El espectáculo que está dando la izquierda revanchista y fratricida es sencillamente desolador y lo peor de todo es que la ultraderecha se frota las manos cada vez que estalla una de estas reyertas de guardería a cuenta de un tema alejado de la realidad que indigna a las masas desarrapadas, esas que viven en los espartales de los grises suburbios y sufren los rigores de la pobreza y la fatiga pandémica. La clave del éxito de Santiago Abascal, que anda disparado en las encuestas de cara a las elecciones catalanas, es que está sabiendo conectar con el lumpenproletariat, toda esa legión de huérfanos y abandonados a su suerte por el Estado de bienestar a los que la ley trans se la trae al fresco, y no necesariamente porque sean homófobos o tránsfobos, sino porque lo primero es el plato de lentejas que no le da la izquierda.

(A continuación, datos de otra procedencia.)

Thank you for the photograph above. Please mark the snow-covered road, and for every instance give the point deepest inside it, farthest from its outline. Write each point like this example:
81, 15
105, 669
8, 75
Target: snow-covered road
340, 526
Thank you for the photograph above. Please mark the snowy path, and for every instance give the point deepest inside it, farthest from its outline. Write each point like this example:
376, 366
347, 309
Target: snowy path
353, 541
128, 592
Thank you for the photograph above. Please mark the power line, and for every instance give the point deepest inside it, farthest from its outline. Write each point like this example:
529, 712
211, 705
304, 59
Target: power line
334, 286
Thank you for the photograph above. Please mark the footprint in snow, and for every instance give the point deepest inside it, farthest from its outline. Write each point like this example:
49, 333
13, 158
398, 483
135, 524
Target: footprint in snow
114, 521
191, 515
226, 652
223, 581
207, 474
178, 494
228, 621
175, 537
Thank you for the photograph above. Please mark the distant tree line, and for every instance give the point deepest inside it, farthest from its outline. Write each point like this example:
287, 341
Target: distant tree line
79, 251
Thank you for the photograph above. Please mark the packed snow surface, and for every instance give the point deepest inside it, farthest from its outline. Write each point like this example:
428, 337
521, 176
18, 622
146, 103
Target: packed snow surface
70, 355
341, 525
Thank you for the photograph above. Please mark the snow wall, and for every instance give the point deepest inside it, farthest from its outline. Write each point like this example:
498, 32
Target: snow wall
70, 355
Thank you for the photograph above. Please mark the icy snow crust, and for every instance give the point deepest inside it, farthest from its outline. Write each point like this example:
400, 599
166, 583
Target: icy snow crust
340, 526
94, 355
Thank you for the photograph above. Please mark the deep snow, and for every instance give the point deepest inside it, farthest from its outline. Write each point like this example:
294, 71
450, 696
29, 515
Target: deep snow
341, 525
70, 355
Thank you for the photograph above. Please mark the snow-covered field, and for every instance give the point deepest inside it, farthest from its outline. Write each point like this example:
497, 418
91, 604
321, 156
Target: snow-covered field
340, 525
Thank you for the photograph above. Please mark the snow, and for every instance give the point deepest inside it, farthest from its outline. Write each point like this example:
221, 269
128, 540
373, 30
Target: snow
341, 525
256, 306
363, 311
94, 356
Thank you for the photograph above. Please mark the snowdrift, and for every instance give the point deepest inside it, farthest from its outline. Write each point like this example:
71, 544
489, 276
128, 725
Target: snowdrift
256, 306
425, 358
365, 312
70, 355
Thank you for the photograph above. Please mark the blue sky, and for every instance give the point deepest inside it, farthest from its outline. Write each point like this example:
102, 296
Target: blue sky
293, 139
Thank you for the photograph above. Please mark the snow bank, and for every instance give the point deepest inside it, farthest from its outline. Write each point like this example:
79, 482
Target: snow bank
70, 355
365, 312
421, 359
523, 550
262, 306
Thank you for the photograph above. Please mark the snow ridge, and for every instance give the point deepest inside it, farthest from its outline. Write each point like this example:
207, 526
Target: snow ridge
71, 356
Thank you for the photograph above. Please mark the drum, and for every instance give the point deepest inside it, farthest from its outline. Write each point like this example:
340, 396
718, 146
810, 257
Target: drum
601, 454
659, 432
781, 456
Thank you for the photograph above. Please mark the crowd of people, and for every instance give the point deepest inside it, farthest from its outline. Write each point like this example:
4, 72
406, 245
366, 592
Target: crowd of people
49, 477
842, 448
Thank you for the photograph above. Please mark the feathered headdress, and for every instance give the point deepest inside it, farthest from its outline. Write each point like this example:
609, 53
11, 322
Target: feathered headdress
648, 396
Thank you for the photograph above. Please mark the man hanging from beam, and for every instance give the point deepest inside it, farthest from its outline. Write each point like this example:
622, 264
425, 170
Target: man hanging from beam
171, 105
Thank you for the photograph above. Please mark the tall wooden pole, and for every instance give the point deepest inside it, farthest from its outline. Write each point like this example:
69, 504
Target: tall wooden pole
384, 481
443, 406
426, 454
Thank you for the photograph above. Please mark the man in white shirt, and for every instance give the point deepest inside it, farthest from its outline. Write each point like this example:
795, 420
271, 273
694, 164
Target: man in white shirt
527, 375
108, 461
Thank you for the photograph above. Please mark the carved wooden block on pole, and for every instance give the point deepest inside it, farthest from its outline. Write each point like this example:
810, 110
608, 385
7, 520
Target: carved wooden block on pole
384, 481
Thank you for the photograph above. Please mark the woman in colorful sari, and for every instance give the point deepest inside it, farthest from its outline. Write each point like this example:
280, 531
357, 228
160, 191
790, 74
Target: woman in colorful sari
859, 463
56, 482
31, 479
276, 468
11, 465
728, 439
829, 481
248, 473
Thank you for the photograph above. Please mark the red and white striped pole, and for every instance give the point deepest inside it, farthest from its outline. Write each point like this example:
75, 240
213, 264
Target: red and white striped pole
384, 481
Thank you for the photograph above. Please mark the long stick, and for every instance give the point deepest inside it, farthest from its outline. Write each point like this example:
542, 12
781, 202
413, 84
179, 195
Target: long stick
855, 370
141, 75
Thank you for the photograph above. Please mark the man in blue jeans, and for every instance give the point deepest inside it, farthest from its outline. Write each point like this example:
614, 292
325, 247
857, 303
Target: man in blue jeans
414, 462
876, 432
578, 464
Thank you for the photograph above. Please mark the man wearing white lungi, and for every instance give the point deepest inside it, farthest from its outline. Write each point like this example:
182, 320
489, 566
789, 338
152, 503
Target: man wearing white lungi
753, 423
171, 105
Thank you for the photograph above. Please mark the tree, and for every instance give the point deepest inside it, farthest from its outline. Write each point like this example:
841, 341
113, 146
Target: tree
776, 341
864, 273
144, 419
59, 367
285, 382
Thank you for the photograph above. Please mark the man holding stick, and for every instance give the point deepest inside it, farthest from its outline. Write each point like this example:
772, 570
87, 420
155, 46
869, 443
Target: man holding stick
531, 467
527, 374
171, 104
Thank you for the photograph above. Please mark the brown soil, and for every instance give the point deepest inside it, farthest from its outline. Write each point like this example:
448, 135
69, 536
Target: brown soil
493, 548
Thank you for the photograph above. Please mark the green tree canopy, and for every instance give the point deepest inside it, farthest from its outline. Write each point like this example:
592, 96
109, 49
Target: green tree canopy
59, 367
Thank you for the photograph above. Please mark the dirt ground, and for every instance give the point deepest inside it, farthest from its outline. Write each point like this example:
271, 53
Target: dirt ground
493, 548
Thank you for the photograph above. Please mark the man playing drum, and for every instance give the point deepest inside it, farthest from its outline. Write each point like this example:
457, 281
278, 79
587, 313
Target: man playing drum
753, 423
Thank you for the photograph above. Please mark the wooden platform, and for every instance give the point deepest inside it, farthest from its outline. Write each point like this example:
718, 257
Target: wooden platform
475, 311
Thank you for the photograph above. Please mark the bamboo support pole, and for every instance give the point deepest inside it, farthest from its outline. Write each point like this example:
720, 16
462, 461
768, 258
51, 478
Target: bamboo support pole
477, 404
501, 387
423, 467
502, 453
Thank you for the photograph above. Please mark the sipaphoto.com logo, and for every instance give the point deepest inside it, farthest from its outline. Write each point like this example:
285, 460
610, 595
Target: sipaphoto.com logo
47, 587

Irene Montero ofrece mucha palabrería de género, mucho consultorio sentimental Elena Francis y mucha conferencia especializada para élites, expertos y entendidos del tema trans. Pero de pan para las masas poquito. Esa, y no otra, es la gran tragedia de la izquierda instalada contemporánea; ese es el gran mal no solo de las élites socialistas nacionales e internacionales: que se han olvidado de las armas sindicales, del materialismo histórico clásico, de leer a Marx (aquello de indagar en los orígenes reales de la injusticia social para tomar conciencia de clase) y se han metido de lleno en una serie de causas posmodernas como el veganismo hortofrutícola, el ciclismo urbanita, la moda naturista y el comercio solidario que lejos de resolver el día a día de la famélica legión y el cáncer del capitalismo salvaje y criminal se ha quedado en la novedad pasajera, pastiche y naif. Ellos sabrán lo que hacen, pero cuando vean al adusto Abascal sentado en la Moncloa, en tirantes, fumándose un puro y engrasando su Smith & Wesson, que no digan que no lo dijimos. Avisados quedan.